Старпом вытерла губы и посмотрела Волете в глаза:
– Я лишь хочу прояснить ситуацию. Я понимаю, что твой брат обменял свою свободу на мою жизнь, и я сделаю все, что в моих силах, чтобы быть достойной его жертвы.
– Пожалуйста, не мучай себя из-за этого. Он достаточно взрослый, чтобы принимать решения самостоятельно. И стоит подумать о нас, мистер Уинтерс. Мы не хотим, чтобы старпом изображал из себя мученика. Ты сказала, что должна была увести его от Сфинкса. Я не думаю, что это была плохая идея. Остальное – непредвиденные последствия благоразумного поступка. – В глубине души Волета подумала, каким подарком оказалось то, что, хоть они и не успели попрощаться, последние услышанные слова брата были добрыми и полны похвалы в ее адрес. Тем не менее он наверняка сказал что-то еще напоследок, но Эдит пропустила это из-за смущения или оплошности. – Он сказал что-нибудь еще? – Она попыталась задать вопрос так небрежно, как только могла.
– Да. Он сказал… – Эдит прочистила горло и произнесла слова, которые сама придумала во время долгой поездки без него.
Стул Волеты с грохотом опустился.
– Он сказал, что любит меня? – Она смотрела так недоверчиво, что Эдит пришлось отвернуться. – Мистер Уинтерс, я верю вам. Но я хочу, чтобы вы знали, что не обидите меня. Он сказал что-нибудь еще, хоть что-нибудь?
Эдит высоко оценила дипломатичность Волеты, но вид у нее сделался несчастный.
– Он сказал: «Передай совенку, чтобы не забывала про мой день рождения».
Волета от облегчения закатила глаза:
– О, с ним все в порядке.
В «Паровой трубе» им разве что не заткнули рты. Родион, негодяй-органист и беззастенчивый сутенер, редко упускал возможность позлорадствовать над их долгом. Он в особенности обожал бросать на Волету плотоядные взгляды в присутствии Адама, зная, что парень ничего не может с этим сделать. Адам понимал, что развратным поведением Родион его провоцирует, но от этого его гнев не ослабевал. Волета привыкла видеть брата с красным лицом, трясущимся от попыток держать себя в руках.
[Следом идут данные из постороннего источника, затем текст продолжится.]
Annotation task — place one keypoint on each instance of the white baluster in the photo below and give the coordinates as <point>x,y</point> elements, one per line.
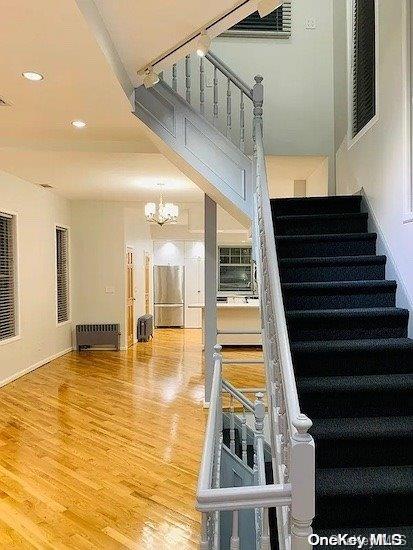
<point>234,541</point>
<point>265,536</point>
<point>204,543</point>
<point>242,123</point>
<point>188,77</point>
<point>302,484</point>
<point>215,96</point>
<point>244,437</point>
<point>259,413</point>
<point>174,78</point>
<point>202,86</point>
<point>228,128</point>
<point>232,426</point>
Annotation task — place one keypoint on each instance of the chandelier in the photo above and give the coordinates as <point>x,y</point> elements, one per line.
<point>165,212</point>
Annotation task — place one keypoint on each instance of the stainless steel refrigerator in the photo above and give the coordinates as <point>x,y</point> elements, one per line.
<point>168,285</point>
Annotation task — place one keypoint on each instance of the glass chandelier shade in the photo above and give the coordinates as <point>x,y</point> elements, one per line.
<point>163,213</point>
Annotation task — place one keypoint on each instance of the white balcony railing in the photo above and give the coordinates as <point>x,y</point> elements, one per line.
<point>291,446</point>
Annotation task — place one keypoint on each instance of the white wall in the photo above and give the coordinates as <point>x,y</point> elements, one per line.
<point>191,255</point>
<point>101,233</point>
<point>298,81</point>
<point>98,263</point>
<point>317,181</point>
<point>138,237</point>
<point>377,162</point>
<point>41,338</point>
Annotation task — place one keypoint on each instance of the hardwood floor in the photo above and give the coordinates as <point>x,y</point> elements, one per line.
<point>102,449</point>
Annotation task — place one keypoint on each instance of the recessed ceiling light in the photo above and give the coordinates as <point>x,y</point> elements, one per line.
<point>150,78</point>
<point>78,123</point>
<point>33,76</point>
<point>203,45</point>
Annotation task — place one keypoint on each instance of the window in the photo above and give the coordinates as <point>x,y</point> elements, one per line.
<point>62,274</point>
<point>8,325</point>
<point>275,25</point>
<point>235,269</point>
<point>364,64</point>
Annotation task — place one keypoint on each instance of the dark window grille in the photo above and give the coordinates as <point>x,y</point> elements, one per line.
<point>364,63</point>
<point>62,274</point>
<point>277,24</point>
<point>7,278</point>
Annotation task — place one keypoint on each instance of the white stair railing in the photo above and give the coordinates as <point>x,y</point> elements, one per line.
<point>292,447</point>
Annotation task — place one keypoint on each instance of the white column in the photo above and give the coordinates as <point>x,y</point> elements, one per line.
<point>302,477</point>
<point>210,290</point>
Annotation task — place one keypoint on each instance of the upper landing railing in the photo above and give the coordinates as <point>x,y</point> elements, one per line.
<point>236,110</point>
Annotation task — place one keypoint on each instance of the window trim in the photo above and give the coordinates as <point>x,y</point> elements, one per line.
<point>352,140</point>
<point>69,293</point>
<point>407,51</point>
<point>17,336</point>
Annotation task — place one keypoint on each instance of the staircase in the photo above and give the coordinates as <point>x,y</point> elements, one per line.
<point>353,364</point>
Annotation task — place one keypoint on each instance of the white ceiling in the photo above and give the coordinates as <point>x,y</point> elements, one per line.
<point>52,37</point>
<point>113,158</point>
<point>100,175</point>
<point>141,31</point>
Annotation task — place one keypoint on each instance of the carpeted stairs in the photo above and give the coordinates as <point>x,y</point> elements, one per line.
<point>353,362</point>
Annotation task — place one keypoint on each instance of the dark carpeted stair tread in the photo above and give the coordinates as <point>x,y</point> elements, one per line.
<point>347,324</point>
<point>304,224</point>
<point>356,396</point>
<point>376,495</point>
<point>359,384</point>
<point>321,205</point>
<point>341,357</point>
<point>374,481</point>
<point>368,441</point>
<point>377,427</point>
<point>338,244</point>
<point>332,261</point>
<point>362,286</point>
<point>339,294</point>
<point>353,362</point>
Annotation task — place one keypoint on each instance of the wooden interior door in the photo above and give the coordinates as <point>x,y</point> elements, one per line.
<point>147,283</point>
<point>130,297</point>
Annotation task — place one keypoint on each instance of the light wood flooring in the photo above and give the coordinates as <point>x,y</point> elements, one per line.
<point>102,449</point>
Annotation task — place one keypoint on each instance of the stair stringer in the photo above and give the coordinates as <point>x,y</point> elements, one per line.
<point>198,149</point>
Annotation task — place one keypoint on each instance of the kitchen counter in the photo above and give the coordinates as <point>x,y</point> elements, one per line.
<point>254,304</point>
<point>238,316</point>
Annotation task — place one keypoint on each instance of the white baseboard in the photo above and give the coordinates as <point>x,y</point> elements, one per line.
<point>21,373</point>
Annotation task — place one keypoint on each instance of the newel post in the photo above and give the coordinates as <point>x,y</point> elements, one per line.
<point>302,478</point>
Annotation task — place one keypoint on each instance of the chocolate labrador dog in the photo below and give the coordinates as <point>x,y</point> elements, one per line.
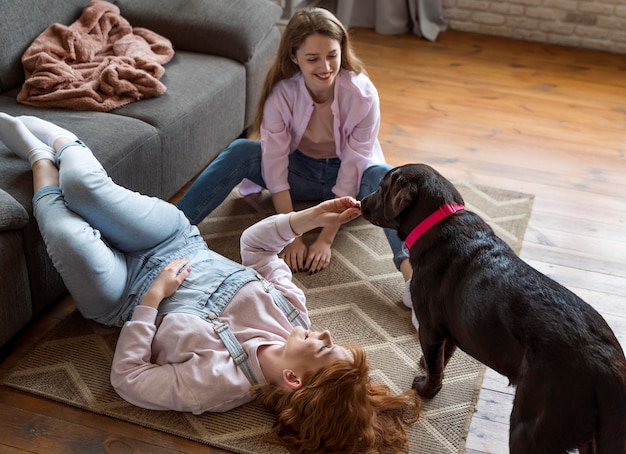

Если Адаму случалось сглупить и попросить минутку с сестрой наедине, Родион тотчас же отвечал: «Уединяться можно согласно почасовой ставке».
Положение осложнялось еще и тем, что за кулисами постоянно кишели рабочие сцены, грузчики, а также несчастные женщины из труппы Родиона. Волета однажды совершила ошибку, назвав Адама «старшим братом» перед танцовщицей кордебалета, и в тот же день все девушки начали называть своих клиентов «старшими братьями». Причудливая мода продержалась несколько недель.
Таким образом, они научились всегда быть начеку и никогда не обмениваться ничем, кроме самых мягких любезностей.
За исключением ночи пожара.
То, что Адам той ночью оказался в «Паровой трубе», было полнейшим совпадением. Финн Голл поручил ему доставить в погреб Родиона шестьдесят бутылок игристого, и так вышло, что Адам прибыл с грузом между выступлениями, когда Волета не болталась на трапеции.
Адам закончил двигать ящики с вином и уже собирался скупо поприветствовать сестру, как вдруг мальчишка, выметающий с трибун оброненные банкноты и шелуху арахиса, произнес волшебное слово: «Пожар!» И началась паника.
Плащ Родиона героически взметнулся, когда сутенер бросился к выходу. Он вышел первым, но кордебалет и рабочие сцены не сильно отстали. Только Адам и Волета медлили, прижимаясь к занавесу в поисках укрытия и высматривая огонь. Пока что они видели лишь немного дыма.
Взяв сестру за руки, Адам без промедления рассказал ей о том, чему научился во время своих мошеннических экспедиций.
– Если я не вернусь, ты должна знать, когда меня искать. Мало назначить место, нам требуется еще и время. Иначе может оказаться так, что мы просидим где-нибудь всю оставшуюся жизнь, ожидая друг друга.
– Ты собираешься не вернуться? – Сценический грим увеличил ее и без того округлившиеся глаза.
– Нет, что ты! Конечно, я вернусь, – тотчас же заверил Адам, не в силах разжать хватку. В зрительном зале по ту сторону занавеса кричали, призывая воду, песок и всех, кто способен помочь. – Но если я не вернусь, если меня ограбят или остановят на таможне, ищи меня в мой день рождения, двадцать третьего апреля. Ты помнишь где?